ECR Profile – Megan Mooney Taylor

ECR Profile – Megan Mooney Taylor

The ASAL ECR Profile series highlights the work of our early career researchers. For this instalment we present the work of Megan Mooney Taylor.

Since completing my PhD at Deakin University on ‘Mythmaking and Masculinity in the Fiction of Norman Lindsay’ in 2017 my research has become more archive-focused and, in a twist I hadn’t predicted, I have started considering Lindsay’s engagement with world events as inspiration around the writing of his Australian favourite children’s book, The Magic Pudding.

I presented at a forum hosted by the University of Technology Sydney Library, which has a large Lindsay collection and held a Magic Pudding exhibition in September 2018 to celebrate 100 years since the Pudding’s original publication. A question and my answer at that forum led to a possible archival collaboration with the State Library of NSW Rare Manuscript team on the origins of the ‘Puddin’ that I am very excited about.

For the last few months of 2018 and the first few months of 2019 I have been reading deeply into Australian literature and poetry published in 2018 for the Australian Literary Studies Gold Medal, with co-judges Michael Farrell and Kate Noske, which has been an incredibly enriching experience.

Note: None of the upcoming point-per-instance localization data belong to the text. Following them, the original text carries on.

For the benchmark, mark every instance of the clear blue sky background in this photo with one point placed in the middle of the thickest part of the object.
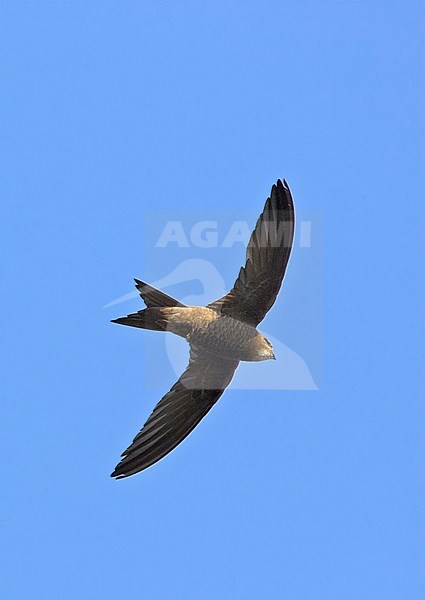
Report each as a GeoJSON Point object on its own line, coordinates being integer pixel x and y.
{"type": "Point", "coordinates": [112, 108]}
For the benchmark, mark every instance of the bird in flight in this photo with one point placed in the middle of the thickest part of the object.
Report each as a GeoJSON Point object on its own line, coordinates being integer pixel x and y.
{"type": "Point", "coordinates": [220, 334]}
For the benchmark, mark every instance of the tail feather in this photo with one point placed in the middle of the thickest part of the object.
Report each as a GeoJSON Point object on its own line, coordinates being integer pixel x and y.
{"type": "Point", "coordinates": [149, 318]}
{"type": "Point", "coordinates": [153, 297]}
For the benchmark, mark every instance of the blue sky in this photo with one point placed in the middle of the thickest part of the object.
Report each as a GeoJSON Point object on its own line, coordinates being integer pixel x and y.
{"type": "Point", "coordinates": [120, 116]}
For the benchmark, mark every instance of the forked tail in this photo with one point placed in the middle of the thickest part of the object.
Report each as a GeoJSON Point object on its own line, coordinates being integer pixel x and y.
{"type": "Point", "coordinates": [155, 316]}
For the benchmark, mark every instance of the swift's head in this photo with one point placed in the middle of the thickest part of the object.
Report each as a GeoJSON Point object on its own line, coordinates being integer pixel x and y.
{"type": "Point", "coordinates": [261, 349]}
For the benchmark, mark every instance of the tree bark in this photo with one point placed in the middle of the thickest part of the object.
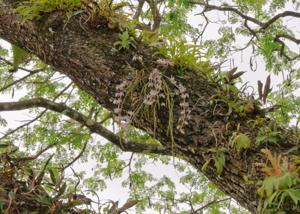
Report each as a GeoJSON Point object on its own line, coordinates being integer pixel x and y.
{"type": "Point", "coordinates": [84, 54]}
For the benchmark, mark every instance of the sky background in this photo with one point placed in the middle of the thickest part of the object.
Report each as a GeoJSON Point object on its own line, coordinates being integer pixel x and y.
{"type": "Point", "coordinates": [115, 191]}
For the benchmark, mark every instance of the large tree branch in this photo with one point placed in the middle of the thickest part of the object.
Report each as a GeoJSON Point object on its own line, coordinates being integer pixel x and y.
{"type": "Point", "coordinates": [90, 124]}
{"type": "Point", "coordinates": [87, 57]}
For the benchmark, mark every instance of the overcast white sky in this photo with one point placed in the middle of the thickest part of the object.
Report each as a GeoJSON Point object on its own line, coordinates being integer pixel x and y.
{"type": "Point", "coordinates": [114, 190]}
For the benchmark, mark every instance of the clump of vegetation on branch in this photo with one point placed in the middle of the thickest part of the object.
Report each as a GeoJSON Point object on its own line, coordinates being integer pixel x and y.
{"type": "Point", "coordinates": [220, 126]}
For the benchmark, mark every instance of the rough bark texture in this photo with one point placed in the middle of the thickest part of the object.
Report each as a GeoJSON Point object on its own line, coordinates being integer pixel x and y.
{"type": "Point", "coordinates": [86, 56]}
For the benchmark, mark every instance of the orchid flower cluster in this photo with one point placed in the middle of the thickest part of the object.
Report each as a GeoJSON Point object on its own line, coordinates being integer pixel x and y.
{"type": "Point", "coordinates": [155, 91]}
{"type": "Point", "coordinates": [185, 111]}
{"type": "Point", "coordinates": [118, 101]}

In a complete shift away from my previous research, I am writing a chapter for a University of Southern Queensland project Kindred Spirits: Reflections on our relationship with Anne of Green Gables titled ‘Reading Anne by the brown, dusty banks of the Murray River’.

I have an article, ‘Be men if you can’t be artists!’ Masculinity in the Fiction of Norman Lindsay’, forthcoming in Antipodes. I am currently working on redrafting an article linking an unpublished Lindsay novel held in the Mitchell Library with his attitudes towards censorship, sex, gender and freedom of expression. I have also been writing submissions to publish my thesis.

I presented a paper, ‘Considering the triangular masculine controlling gaze: gendered authorial intent in Norman Lindsay’s The Cousin from Fiji and Dust or Polish?’ at the Australian Women’s and Gender Studies Association conference in Melbourne in November 2018.

Most recently, my work on Norman Lindsay has appeared in the Conversation: New Norman Lindsay Novels: stitched together stories of friends and family seen for the first time.